The chief architect working on the Sagrada Familia Cathedral in Barcelona on Wednesday condemned a plan to build a bullet-train tunnel less than 2m from Gaudi's unfinished masterpiece.
Backed by local civic groups, the advisers to UNESCO in Spain, and architects and engineers from 50 universities around the world, Jordi Bonet i Armengol, who has worked on Gaudi's daring cathedral for 40 years, said : "I am astounded by this brutality. This is an attack on culture of the highest order, something one would only expect of a third-world country."
In a protest letter, an engineer from the Massachusetts Institute of Technology called the railway plan a "thoughtless act of vandalism", while the president of the cathedral board of directors, Joan Rigol, said it was "the kiss of death."
plan approved
Last week, the mayor of Barcelona, the Catalan premier and the public works ministry approved the plan, which awaits an environmental impact review by the national government, according to a city spokesman.
The city of Barcelona wants to build the rail tunnel to provide a high-speed link between Madrid and Barcelona, and on to France.
The mayor, Jordi Hereu, has promised the project will "meet the highest technical standards" to guarantee "the safety of the surroundings."
However, during an emotional press conference yesterday, Bonet outlined what he sees as the dangers to the cathedral's foundation and structure. He also attacked the "arrogance" of the civil engineers working on the project. He said they had assured him that, with modern building materials, the daring architectural feat Gaudi began 120 years ago would be safe.
"They also said the Titanic couldn't sink," he said.
Bonet said the building, a UNESCO world heritage site visited by about 10,000 people a day, was threatened initially by the construction of an underground protective barrier, which begins less than 2m from the building's foundations. Any accidental contact during the project could cause cracks in the foundations. Eventually, chunks of the vaulted ceiling could fall on someone, he said.

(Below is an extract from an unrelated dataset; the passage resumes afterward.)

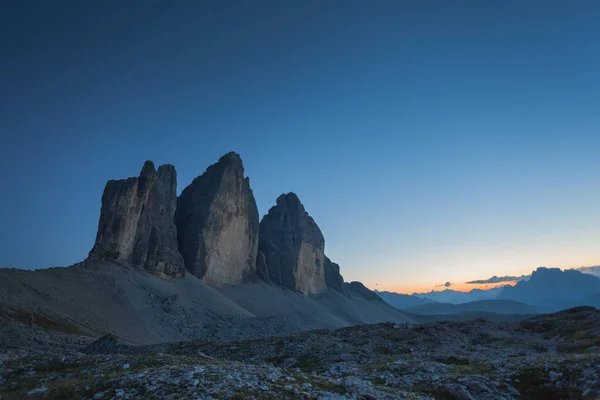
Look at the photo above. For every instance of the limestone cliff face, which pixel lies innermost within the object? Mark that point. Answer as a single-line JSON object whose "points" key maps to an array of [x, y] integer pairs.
{"points": [[136, 222], [218, 225], [292, 247], [333, 278]]}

The construction of the tunnel, which would pass below the water level only 10m beneath the 20,000-tonne cathedral, could cause the ground to shift or compress, destabilizing the building, he added. "The whole thing could crack and it would start to crumble," he said.
campaign
The Spanish branch of the International Council on Monuments and Sites (Icomos), which advises UNESCO, has launched a campaign to block the plan. It has sent letters and reports to local and national authorities, said the Icomos spokeswoman in Spain, Maria Rosa Suarez-Inclan.
"They are just laughing in the face of international conventions on world heritage," she said.